IN THE MIRROR
Ever since you left, I see fragments of you in the mirror.
That glint you had in your eyes every time you did something mischievous, like when you began to grill chiles on the parilla, knowing very well we’d all start to cough, throwing the windows wide open and running out into the hall while you smiled to yourself over the stove, unbothered—I have it here. The lines you had around your mouth, the curve of your brow, your lips. I see you in the jacket I am wearing, your eyes in each button, your smile in every stitch. I’ll probably wear this until I burst through the seams, just because you were the one that gave it to me.

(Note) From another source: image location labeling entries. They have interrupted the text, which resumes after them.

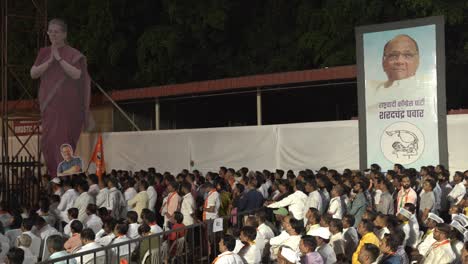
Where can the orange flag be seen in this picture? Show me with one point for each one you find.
(98, 157)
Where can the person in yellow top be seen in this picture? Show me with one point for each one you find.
(366, 230)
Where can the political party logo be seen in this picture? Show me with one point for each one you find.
(402, 142)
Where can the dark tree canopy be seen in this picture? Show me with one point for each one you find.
(147, 42)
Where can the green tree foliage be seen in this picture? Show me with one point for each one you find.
(154, 42)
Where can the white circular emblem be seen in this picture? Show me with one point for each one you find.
(402, 143)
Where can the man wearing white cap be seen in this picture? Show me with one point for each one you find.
(428, 237)
(457, 240)
(440, 251)
(322, 235)
(459, 190)
(56, 188)
(460, 218)
(295, 202)
(411, 233)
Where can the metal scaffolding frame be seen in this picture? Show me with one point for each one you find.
(23, 25)
(25, 17)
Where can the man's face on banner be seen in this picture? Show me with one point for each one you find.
(67, 153)
(401, 58)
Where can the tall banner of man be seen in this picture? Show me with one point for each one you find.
(401, 90)
(64, 97)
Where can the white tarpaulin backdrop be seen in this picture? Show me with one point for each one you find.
(292, 146)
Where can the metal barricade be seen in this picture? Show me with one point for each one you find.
(198, 245)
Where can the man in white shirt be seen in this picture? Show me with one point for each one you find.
(381, 223)
(278, 240)
(410, 234)
(24, 242)
(314, 200)
(294, 228)
(296, 202)
(336, 239)
(335, 208)
(322, 235)
(428, 238)
(250, 252)
(26, 227)
(227, 256)
(87, 239)
(106, 235)
(72, 216)
(83, 200)
(93, 185)
(152, 194)
(132, 219)
(67, 200)
(212, 202)
(459, 190)
(101, 198)
(93, 221)
(149, 218)
(441, 250)
(55, 246)
(171, 203)
(130, 191)
(44, 229)
(368, 254)
(123, 251)
(115, 200)
(187, 207)
(56, 188)
(263, 228)
(313, 220)
(350, 236)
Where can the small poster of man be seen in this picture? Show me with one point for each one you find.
(399, 93)
(70, 164)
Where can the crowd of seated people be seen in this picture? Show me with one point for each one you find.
(373, 216)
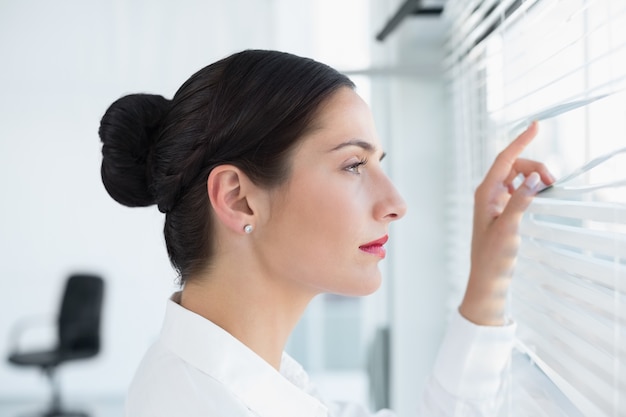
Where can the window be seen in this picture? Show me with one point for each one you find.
(561, 62)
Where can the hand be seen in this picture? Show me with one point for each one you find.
(498, 210)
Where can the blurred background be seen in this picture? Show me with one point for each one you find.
(64, 62)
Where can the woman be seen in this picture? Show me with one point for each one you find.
(268, 169)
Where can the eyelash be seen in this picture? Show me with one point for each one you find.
(354, 168)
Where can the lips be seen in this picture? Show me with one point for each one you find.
(376, 247)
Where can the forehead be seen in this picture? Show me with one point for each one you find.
(344, 116)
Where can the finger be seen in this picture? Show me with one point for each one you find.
(527, 166)
(521, 199)
(505, 160)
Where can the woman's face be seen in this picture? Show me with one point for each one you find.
(327, 224)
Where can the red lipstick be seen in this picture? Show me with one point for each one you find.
(376, 247)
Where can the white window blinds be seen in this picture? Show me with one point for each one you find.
(562, 62)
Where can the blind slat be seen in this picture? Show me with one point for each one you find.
(608, 244)
(576, 265)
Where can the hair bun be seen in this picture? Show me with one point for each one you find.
(128, 131)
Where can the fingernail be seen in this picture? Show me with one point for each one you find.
(552, 177)
(532, 181)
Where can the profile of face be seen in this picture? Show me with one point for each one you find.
(328, 222)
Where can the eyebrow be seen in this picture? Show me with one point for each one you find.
(359, 143)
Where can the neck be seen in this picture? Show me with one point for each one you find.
(254, 310)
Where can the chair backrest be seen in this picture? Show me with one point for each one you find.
(80, 316)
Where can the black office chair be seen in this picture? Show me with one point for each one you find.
(78, 335)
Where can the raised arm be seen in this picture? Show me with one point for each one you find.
(498, 209)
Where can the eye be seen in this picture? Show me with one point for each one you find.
(356, 167)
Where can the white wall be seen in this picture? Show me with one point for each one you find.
(63, 63)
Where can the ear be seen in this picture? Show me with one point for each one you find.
(230, 192)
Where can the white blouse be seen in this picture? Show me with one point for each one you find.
(197, 369)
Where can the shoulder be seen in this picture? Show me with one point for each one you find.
(165, 385)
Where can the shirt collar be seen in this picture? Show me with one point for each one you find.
(256, 383)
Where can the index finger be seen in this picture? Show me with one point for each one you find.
(505, 160)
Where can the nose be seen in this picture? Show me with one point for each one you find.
(389, 205)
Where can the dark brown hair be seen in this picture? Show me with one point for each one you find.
(249, 109)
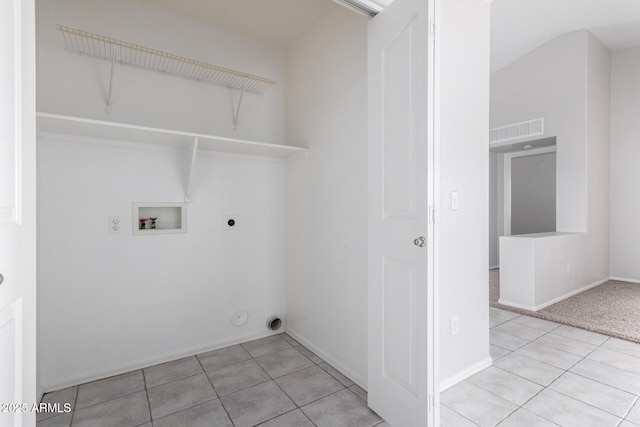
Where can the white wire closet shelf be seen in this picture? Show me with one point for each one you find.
(126, 53)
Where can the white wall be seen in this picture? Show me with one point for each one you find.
(327, 191)
(493, 210)
(533, 193)
(625, 174)
(158, 297)
(77, 85)
(464, 162)
(550, 82)
(567, 81)
(598, 101)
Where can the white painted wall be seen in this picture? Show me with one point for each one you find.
(625, 174)
(77, 86)
(598, 125)
(327, 191)
(493, 210)
(159, 297)
(464, 163)
(540, 269)
(533, 193)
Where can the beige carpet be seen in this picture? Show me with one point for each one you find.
(612, 308)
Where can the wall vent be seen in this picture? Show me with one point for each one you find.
(516, 131)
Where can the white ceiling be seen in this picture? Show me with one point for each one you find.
(276, 21)
(519, 26)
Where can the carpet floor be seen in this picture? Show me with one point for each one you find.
(612, 308)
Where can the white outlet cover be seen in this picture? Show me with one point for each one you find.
(228, 220)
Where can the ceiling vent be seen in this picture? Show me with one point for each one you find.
(516, 131)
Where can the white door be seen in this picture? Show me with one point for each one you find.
(17, 213)
(401, 315)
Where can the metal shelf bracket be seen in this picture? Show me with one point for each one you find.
(235, 111)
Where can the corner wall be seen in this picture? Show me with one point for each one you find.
(625, 174)
(550, 82)
(567, 81)
(158, 297)
(327, 191)
(464, 163)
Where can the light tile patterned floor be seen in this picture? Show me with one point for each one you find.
(546, 374)
(271, 382)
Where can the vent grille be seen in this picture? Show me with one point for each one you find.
(517, 130)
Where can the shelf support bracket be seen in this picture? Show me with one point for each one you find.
(235, 111)
(113, 66)
(192, 151)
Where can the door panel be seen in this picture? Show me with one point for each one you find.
(17, 211)
(400, 339)
(401, 315)
(399, 123)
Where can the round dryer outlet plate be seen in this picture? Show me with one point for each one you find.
(239, 318)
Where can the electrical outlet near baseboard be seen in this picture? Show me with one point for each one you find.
(114, 225)
(455, 325)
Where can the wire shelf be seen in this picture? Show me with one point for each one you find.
(125, 53)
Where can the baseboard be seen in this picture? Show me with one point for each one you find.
(466, 373)
(624, 279)
(344, 370)
(555, 300)
(99, 374)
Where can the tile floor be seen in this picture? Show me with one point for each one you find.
(271, 382)
(546, 374)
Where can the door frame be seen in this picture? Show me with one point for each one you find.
(507, 181)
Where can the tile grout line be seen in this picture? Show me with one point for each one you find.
(224, 408)
(582, 358)
(453, 410)
(75, 405)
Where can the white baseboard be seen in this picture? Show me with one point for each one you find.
(624, 279)
(555, 300)
(98, 374)
(466, 373)
(344, 370)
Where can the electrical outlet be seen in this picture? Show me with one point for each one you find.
(455, 325)
(231, 222)
(114, 225)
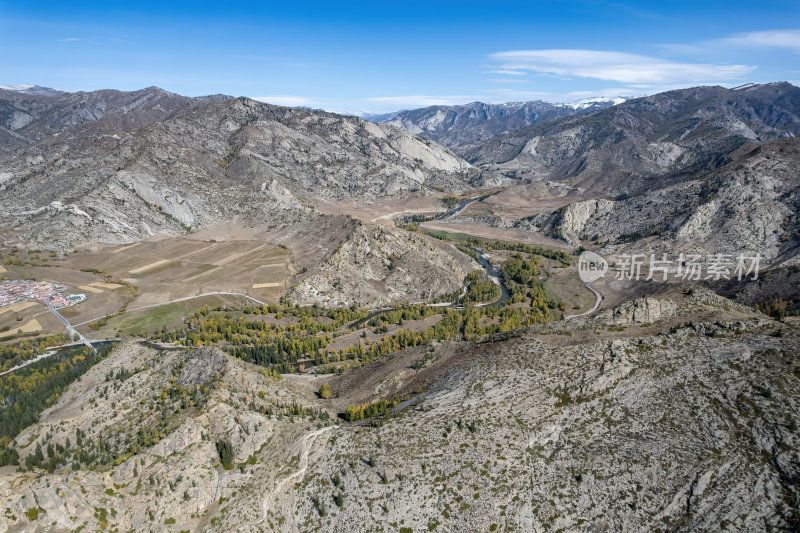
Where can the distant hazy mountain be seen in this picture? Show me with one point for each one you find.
(32, 89)
(204, 163)
(670, 136)
(463, 127)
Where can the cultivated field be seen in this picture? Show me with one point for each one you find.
(170, 268)
(141, 276)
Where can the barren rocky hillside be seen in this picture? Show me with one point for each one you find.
(465, 127)
(239, 158)
(749, 205)
(379, 265)
(670, 412)
(29, 117)
(666, 137)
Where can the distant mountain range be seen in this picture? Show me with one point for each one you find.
(33, 113)
(32, 89)
(464, 127)
(668, 136)
(90, 167)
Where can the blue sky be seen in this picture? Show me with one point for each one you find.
(383, 56)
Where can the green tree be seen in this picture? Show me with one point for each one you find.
(225, 451)
(325, 391)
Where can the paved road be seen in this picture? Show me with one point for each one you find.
(72, 331)
(305, 450)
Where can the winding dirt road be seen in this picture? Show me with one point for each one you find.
(305, 449)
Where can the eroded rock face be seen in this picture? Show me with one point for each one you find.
(669, 136)
(640, 311)
(628, 434)
(747, 207)
(671, 428)
(464, 127)
(262, 164)
(378, 265)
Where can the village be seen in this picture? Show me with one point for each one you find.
(13, 291)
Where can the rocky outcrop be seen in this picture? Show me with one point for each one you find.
(569, 222)
(465, 127)
(265, 165)
(640, 311)
(379, 265)
(670, 136)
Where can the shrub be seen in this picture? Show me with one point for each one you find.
(225, 451)
(325, 391)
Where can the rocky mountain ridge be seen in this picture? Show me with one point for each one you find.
(666, 137)
(675, 421)
(465, 127)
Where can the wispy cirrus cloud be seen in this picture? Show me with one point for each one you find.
(787, 39)
(621, 67)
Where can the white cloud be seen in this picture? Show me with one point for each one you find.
(420, 100)
(508, 72)
(288, 101)
(789, 39)
(621, 67)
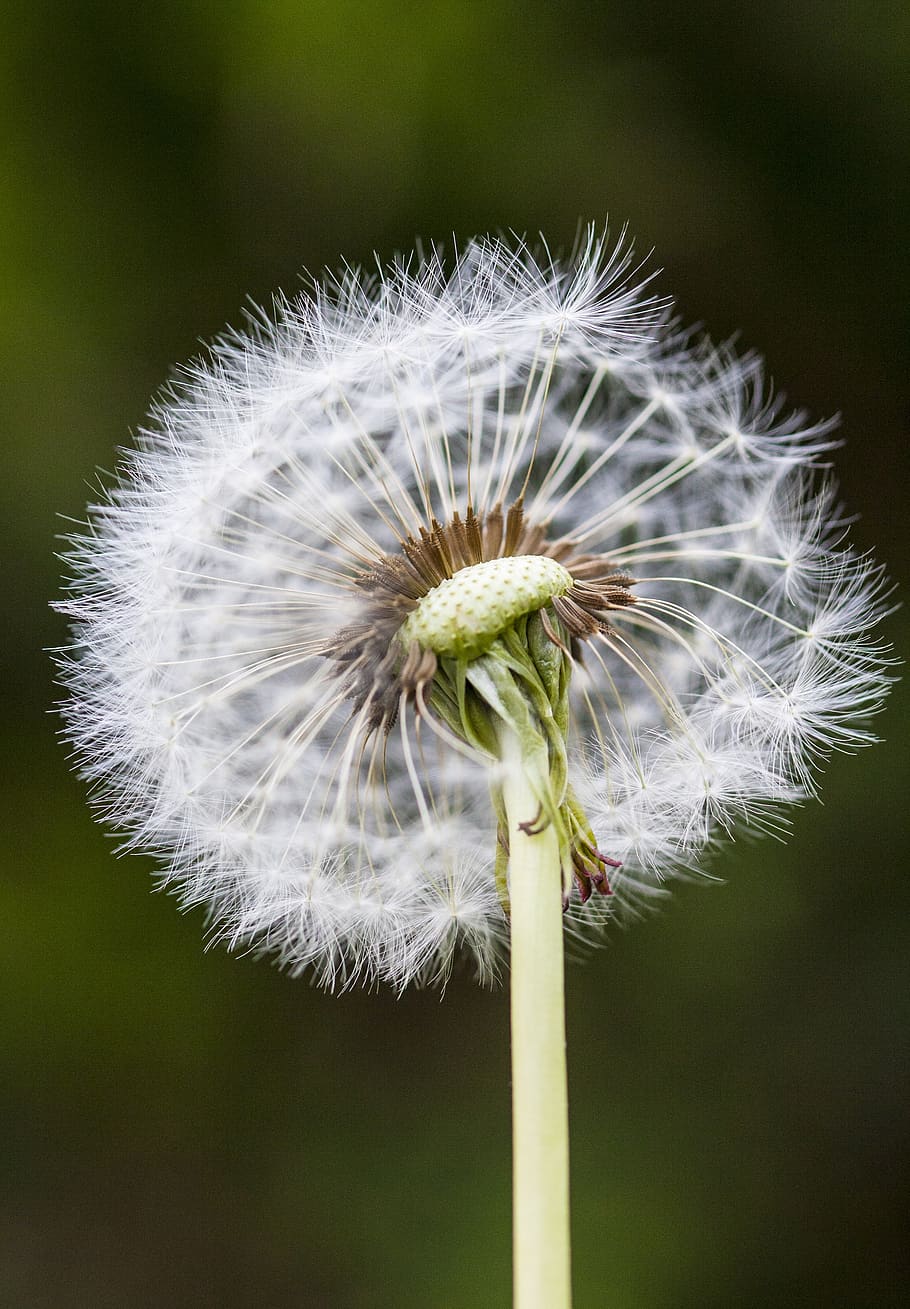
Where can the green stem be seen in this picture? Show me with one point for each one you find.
(540, 1097)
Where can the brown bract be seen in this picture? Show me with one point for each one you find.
(372, 663)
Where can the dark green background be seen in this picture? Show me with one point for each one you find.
(191, 1130)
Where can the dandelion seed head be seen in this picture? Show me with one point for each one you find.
(342, 524)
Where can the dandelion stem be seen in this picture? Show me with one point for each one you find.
(540, 1097)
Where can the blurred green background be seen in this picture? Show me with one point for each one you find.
(191, 1130)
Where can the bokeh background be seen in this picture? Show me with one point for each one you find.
(190, 1130)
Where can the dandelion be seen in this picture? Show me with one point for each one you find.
(441, 611)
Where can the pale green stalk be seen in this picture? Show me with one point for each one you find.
(540, 1096)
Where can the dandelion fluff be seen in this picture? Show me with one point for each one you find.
(240, 694)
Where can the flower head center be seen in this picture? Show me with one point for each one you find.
(462, 615)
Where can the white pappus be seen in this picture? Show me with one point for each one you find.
(237, 693)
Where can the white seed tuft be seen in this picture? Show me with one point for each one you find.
(300, 454)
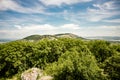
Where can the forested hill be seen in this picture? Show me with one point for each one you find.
(62, 59)
(64, 35)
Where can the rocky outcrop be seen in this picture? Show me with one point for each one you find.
(34, 74)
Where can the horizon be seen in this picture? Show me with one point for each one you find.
(85, 18)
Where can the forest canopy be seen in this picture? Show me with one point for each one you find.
(62, 58)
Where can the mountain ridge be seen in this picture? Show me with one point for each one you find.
(62, 35)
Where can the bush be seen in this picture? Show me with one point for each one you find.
(76, 65)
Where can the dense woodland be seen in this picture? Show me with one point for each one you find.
(62, 58)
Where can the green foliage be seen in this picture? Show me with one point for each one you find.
(77, 64)
(112, 67)
(100, 49)
(64, 58)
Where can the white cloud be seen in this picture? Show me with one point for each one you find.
(60, 2)
(113, 21)
(14, 6)
(102, 11)
(18, 27)
(70, 26)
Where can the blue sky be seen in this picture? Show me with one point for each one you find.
(20, 18)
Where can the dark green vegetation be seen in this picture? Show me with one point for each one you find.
(39, 37)
(62, 58)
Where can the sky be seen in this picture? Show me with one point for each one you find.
(21, 18)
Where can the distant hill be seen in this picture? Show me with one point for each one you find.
(64, 35)
(108, 38)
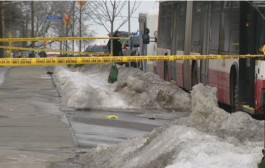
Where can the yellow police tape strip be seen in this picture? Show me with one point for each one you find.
(60, 51)
(57, 38)
(96, 60)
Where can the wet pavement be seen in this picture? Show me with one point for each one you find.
(37, 132)
(92, 128)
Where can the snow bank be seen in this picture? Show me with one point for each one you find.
(208, 117)
(87, 88)
(177, 146)
(172, 147)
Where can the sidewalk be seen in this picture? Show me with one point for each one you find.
(33, 131)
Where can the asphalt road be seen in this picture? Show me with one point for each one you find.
(36, 132)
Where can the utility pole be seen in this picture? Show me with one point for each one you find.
(129, 30)
(1, 28)
(32, 25)
(73, 31)
(80, 28)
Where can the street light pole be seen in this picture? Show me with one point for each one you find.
(32, 25)
(129, 30)
(80, 28)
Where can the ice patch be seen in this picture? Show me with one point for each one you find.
(178, 146)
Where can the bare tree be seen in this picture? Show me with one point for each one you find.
(105, 12)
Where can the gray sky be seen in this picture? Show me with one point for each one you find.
(144, 7)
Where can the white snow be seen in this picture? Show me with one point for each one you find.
(207, 138)
(89, 89)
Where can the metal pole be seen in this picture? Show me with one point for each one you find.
(73, 45)
(187, 44)
(32, 25)
(80, 28)
(129, 30)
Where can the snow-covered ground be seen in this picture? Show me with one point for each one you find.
(88, 89)
(208, 138)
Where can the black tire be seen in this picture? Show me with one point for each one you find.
(233, 90)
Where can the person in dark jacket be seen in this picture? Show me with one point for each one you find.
(116, 44)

Even the way your hair used to flow—or rather, stood up, so straight it stuck out as if a storm was approaching—I see it in that woman there, the one I’ve become. I wear it in braids too. That’s how you tried to tame it back then, before it fell out and you began to wear those hats you’d knit.
You appear in my earrings, the purple ones you gave me the last time we met. Did you know you were going away back then? It seemed that way. You pulled out your jewelry box and offered me jewels by the handful. I regret not taking them all, but you see I didn’t want you to think I was greedy. You insisted and I refused, now I wish I’d taken everything, so that I could have more of you. I never got enough.
Now, Mom insists I look nothing like you. As she grows older and becomes your carbon copy, she tells me I’ve always taken after my father’s side of the family. And maybe she’s right and this is only wishful thinking. Maybe I just don’t want to let you go.
Mi abuelita querida, quiereme mucho. Even if you’re not here anymore
Alejandra Medina is a Latina writer and current undergraduate student born and raised in the city of Los Angeles, California. Her work has been published in several literary journals, most recently Unpublished Magazine and Lucky Jefferson, with other publications forthcoming.
"El Dia de los Muertos is an opportunity to reconnect with family, both living and dead. People are expected mourn their loved ones but we hardly ever get a chance to celebrate who these people were when they were alive and well. That is what this holiday is: the celebration of life, that which has moved on to a different realm of reality, and that which still exists here."